К себе в аудиторию на третий этаж Леонид взлетел бегом.
— Дали? — ахнул Иван Шатков, разглядывая осокинскую путевку. — Ну-у, брат! Отнеси в учебную часть и считай, что ты уже студент рабфака. Тут академия дверь распахнет. На «удочку» — то экзамен, чай, вытянешь?
В этот день друзья с шиком пообедали в столовой.
VII
Приближались экзамены, и здание рабфака искусств менялось на глазах. Ремонт кончался, коридоры, аудитории стали как бы выше, широкие «барские» лестницы с металлическими ступенями — внушительнее, и вновь поступающие косились на беленые стены всё с большим уважением: храм искусства, попадут ли они сюда? Пол еще пестрел известкой, брызгами краски, стремянки не убрали, где-то спешно шли доделки, но уже вид помещения был другой.
Учебная часть, канцелярия рабфака теперь работали регулярно. Будущие студенты каждый день видели внушительную фигуру директора Краба, полную приветливую секретаршу, коменданта. Но не только администрация была на месте; на первом этаже всегда бурлил народ, шумела молодежь. На доске появились приказы, вывесили списки допущенных к экзаменам, и поступающие робко, с надеждой искали свои фамилии. Уверенно толкаясь, проходили второкурсники, будущие выпускники. И хотя вид у студентов был довольно потрепанный, разговаривали они громко, не стесняясь, панибратски отзывались о преподавателях. Новички взирали на них с почтением.
Утром, скатав матрацы, Леонид и Шатков умылись в уборной и побежали вниз по лестнице: в молочную завтракать. Они уже хотели выходить во двор, когда в дальнем конце коридора, у стенгазеты, услышали выкрики, аплодисменты. Осокин и Шатков переглянулись: «Что за шум, а драки нету? Пойдем глянем?»
Кучка парней и две девушки окружали высокого, широкоплечего, сутуловатого парня лет двадцати трех, с крупным веснушчатым носом, большим ртом. Из-под козырька его клетчатой, сдвинутой на затылок кепки торчал огненный, рыжий чубчик, синий пиджак был расстегнут, открывая оранжевую майку и широкую загорелую грудь, покрытую татуировкой. Парень стоял, самодовольно откинув голову, весело, в упор глядя голубыми, выпуклыми глазами с перламутровым белком.
— Великолепно! — раздавалось из толпы. — Талантливо!
— Еще почитайте!
— Хоть одно стихотворение.
Обе девушки захлопали в ладоши. Рыжий приосанился ухарски поправил кепку, с удовольствием прислушиваясь к похвалам.
— Понравилось? Лады. Еще рвану одно напоследок: «Дедово наследство» называется. Это из ранних, когда только начинал писать.
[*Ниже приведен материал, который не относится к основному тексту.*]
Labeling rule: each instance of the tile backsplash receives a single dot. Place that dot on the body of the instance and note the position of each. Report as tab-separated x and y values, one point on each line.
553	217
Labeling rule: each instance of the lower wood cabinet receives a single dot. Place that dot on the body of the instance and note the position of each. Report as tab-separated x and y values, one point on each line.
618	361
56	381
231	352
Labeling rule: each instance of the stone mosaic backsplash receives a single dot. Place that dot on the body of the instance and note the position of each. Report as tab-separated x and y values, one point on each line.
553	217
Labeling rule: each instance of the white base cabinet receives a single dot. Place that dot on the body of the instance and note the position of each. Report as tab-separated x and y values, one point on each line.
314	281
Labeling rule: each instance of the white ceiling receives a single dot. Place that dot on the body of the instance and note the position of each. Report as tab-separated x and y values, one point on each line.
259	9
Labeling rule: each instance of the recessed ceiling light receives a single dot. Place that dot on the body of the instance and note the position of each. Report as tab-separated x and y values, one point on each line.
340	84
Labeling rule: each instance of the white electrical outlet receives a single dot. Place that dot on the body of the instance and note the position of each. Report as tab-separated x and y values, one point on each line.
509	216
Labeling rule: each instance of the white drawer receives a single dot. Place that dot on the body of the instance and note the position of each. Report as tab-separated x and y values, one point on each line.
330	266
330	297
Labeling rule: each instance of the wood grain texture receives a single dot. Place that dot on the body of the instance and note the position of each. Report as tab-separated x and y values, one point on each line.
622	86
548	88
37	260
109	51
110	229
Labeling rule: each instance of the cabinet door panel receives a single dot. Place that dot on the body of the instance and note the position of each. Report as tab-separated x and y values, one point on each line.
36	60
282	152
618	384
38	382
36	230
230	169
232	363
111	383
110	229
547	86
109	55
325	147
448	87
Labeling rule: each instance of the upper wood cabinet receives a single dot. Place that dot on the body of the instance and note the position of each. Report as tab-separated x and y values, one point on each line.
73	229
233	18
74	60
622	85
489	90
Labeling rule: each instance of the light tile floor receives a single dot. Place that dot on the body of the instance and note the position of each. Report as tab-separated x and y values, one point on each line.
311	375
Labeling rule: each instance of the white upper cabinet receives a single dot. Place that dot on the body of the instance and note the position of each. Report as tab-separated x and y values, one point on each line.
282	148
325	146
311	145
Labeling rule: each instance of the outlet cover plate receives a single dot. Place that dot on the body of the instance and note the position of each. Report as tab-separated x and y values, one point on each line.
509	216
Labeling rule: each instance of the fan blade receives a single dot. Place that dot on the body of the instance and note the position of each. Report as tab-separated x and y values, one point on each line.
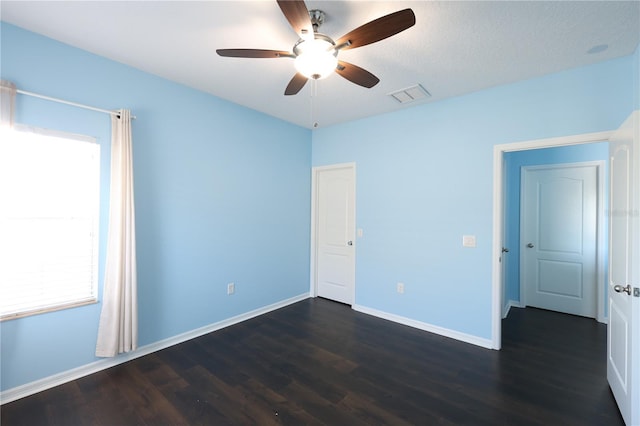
296	84
253	53
378	29
357	75
297	14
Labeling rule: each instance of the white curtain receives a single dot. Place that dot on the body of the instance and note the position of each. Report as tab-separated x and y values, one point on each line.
118	330
7	103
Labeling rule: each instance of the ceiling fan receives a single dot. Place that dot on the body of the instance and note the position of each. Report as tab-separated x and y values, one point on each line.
316	54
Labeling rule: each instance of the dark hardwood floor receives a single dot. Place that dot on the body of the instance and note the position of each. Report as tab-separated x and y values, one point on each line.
319	362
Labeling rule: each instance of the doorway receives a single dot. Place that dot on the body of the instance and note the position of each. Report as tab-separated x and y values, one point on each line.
503	238
333	233
561	209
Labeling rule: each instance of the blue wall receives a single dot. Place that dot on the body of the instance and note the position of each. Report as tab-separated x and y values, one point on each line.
513	163
222	194
424	179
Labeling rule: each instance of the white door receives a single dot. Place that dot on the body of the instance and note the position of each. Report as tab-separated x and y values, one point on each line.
558	237
623	348
335	232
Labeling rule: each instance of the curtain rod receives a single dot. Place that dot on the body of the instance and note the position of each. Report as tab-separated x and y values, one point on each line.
62	101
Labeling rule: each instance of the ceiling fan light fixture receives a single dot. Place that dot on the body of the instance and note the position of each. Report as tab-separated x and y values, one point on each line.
316	58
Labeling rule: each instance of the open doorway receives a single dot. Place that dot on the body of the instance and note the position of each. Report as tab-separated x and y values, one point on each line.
555	229
502	294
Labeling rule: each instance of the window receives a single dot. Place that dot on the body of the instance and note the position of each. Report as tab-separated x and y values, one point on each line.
49	203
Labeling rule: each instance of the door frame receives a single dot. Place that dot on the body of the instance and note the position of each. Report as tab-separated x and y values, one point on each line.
600	230
498	214
315	171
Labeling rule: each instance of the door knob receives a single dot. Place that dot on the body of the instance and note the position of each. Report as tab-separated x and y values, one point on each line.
620	289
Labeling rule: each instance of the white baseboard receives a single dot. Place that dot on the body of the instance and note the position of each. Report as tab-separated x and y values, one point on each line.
102	364
510	304
467	338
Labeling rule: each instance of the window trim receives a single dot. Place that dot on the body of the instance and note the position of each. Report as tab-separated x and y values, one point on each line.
93	299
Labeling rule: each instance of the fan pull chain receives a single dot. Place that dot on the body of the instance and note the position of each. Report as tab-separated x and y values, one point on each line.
314	92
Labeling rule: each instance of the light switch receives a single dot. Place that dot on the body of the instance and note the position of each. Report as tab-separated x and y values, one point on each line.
468	241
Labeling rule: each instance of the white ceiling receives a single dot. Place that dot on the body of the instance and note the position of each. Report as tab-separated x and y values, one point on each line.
456	47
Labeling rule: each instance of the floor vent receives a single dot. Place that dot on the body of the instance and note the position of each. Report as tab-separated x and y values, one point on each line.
410	94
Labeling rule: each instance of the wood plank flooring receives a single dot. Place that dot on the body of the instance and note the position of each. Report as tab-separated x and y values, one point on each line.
319	362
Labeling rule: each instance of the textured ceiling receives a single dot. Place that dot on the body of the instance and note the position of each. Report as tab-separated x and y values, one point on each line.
456	47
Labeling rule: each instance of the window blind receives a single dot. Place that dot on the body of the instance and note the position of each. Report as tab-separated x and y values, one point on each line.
49	222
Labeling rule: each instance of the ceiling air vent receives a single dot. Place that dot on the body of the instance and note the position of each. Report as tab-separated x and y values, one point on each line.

Подняв рыжую волосатую руку, по тыльной стороне ладони покрытую татуировкой, он уверенно, хрипловатым голосом стал читать:
По спине у взволнованного Леонида поползли мурашки. Шатков молча показал ему большой палец руки — мол, здорово. Глуховатый голос поэта выразительно подчеркивал драматизм стихотворения.
— Клево! — громко сказал Леонид. — Стишок — что надо!
— В точку! — подтвердил Шатков.
Поэт глянул в их сторону.
— Клевый, говорите? В точку? Иль «свои»?
— Были когда-то и «своими». Вы тоже, видать, хлебнули «вольной житухи»?
Поэт, словно забыв об остальных слушателях, дружески подошёл к ним, подал крепкую, сильную руку.
— Хлебнул не только «воли», а и неволи. — Он наложил два растопыренных пальца правой руки на левую и поднес к глазам: красноречивый жест воров, показыващих тюремную решетку. — Ясно? Канц. Блатное эсперанто. С каких вы мест, братва, чем. тут промышляете? Учиться приехали? Дайте пять, будем знакомы: студент РИИНа[33] Прокофий Рожнов.